Mardi soir, Donald Trump entrera au Capitole, pour le discours annuel sur l’état de l’Union, torse bombé, rage au cœur, triomphant. Invincible.

Rappelez-vous ses paroles de 2016, quand le journaliste Bob Woodward avait interrogé le candidat Trump.

« Qu’est-ce que c’est, le pouvoir, pour vous ?

— Le vrai pouvoir – je n’ose même pas prononcer le mot –, c’est la peur. »

La peur.

Ce samedi matin, ils ont tous peur. Ils ont tellement eu peur que vendredi, vers 18 h, les sénateurs ont décidé de ne pas entendre la moindre preuve au « procès » en destitution du président. Ni document ni témoin, rien.

Deux petits républicains se sont joints aux 47 démocrates.
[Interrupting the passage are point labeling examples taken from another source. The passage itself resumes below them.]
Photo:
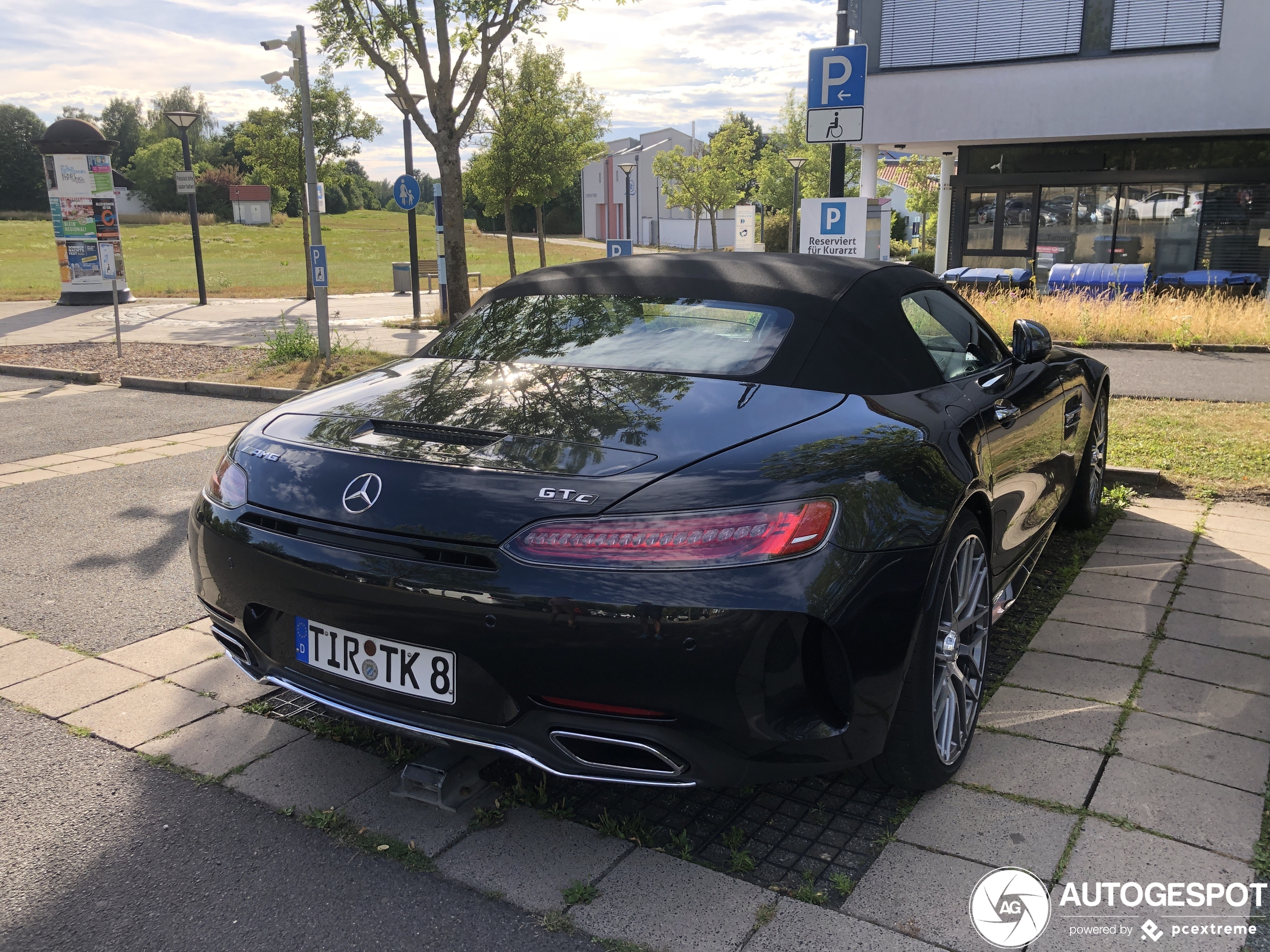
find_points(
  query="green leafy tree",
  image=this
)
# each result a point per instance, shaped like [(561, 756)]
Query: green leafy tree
[(924, 193), (22, 170), (452, 46), (124, 122)]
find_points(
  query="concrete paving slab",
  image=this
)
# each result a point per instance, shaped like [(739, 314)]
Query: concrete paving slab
[(886, 897), (1203, 752), (1214, 666), (310, 774), (1106, 854), (1122, 589), (1234, 582), (222, 680), (1134, 545), (1032, 768), (800, 927), (1238, 541), (1109, 615), (167, 653), (1092, 641), (1236, 711), (430, 828), (1075, 676), (1152, 528), (1134, 567), (142, 714), (1217, 556), (1220, 633), (531, 860), (65, 690), (1053, 718), (1224, 605), (662, 902), (988, 829), (1196, 812), (228, 739), (28, 658)]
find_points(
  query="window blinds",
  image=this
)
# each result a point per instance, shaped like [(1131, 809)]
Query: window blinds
[(948, 32), (1154, 23)]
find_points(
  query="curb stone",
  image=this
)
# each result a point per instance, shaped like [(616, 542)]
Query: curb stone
[(239, 391)]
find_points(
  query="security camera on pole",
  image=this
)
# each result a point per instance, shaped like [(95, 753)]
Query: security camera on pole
[(299, 74)]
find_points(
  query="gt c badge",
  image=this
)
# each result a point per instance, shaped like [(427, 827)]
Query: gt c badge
[(567, 495)]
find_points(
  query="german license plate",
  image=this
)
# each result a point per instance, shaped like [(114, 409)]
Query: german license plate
[(407, 669)]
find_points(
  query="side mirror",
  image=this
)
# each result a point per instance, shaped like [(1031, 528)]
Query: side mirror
[(1032, 342)]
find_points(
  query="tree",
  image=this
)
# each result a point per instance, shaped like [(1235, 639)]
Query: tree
[(22, 170), (122, 121), (924, 193), (452, 46)]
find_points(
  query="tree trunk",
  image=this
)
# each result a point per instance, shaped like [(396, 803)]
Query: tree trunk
[(542, 239), (452, 211), (507, 229)]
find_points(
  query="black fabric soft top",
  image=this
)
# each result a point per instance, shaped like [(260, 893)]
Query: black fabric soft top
[(848, 335)]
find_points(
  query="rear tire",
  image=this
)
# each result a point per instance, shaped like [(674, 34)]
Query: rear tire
[(939, 705), (1082, 507)]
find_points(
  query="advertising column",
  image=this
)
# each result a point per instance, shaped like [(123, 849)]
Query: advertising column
[(84, 216)]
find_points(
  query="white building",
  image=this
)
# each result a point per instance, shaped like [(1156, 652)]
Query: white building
[(1080, 130), (605, 197)]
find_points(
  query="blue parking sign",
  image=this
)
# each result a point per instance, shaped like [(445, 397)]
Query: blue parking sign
[(318, 257)]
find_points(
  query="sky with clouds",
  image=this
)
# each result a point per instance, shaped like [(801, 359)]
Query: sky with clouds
[(658, 62)]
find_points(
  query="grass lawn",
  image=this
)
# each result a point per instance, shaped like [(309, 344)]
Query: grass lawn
[(1198, 446), (242, 260)]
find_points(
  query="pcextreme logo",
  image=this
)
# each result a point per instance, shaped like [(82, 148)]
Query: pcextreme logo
[(1010, 908)]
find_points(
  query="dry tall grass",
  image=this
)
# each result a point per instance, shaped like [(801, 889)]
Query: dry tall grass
[(1179, 320)]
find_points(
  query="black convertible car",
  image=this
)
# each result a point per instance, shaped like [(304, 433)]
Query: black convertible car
[(667, 520)]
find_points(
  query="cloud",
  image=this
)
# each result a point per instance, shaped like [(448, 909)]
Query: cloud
[(660, 62)]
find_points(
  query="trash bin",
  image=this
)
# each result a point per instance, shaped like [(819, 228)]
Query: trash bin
[(1100, 278), (402, 277)]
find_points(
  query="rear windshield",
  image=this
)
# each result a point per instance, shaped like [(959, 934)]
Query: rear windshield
[(625, 332)]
Même Mitt Romney, ex-candidat à la présidence, rare critique républicain de Trump, a attendu et attendu avant de dire qu’il voulait entendre des témoins.

Presque tous ceux de son entourage qui ont été congédiés par le président, ou qui ont démissionné, se tiennent tranquilles, obéissent aux ordres. Les rares qui osent dénoncer Trump n’entraînent avec eux aucun élu républicain. Comme le général James Mattis, secrétaire à la Défense sous Trump, s’est moqué du président, disant qu’il avait gagné ses galons au champ de bataille, et Trump avec une lettre du médecin. Mais il s’est tenu plutôt tranquille.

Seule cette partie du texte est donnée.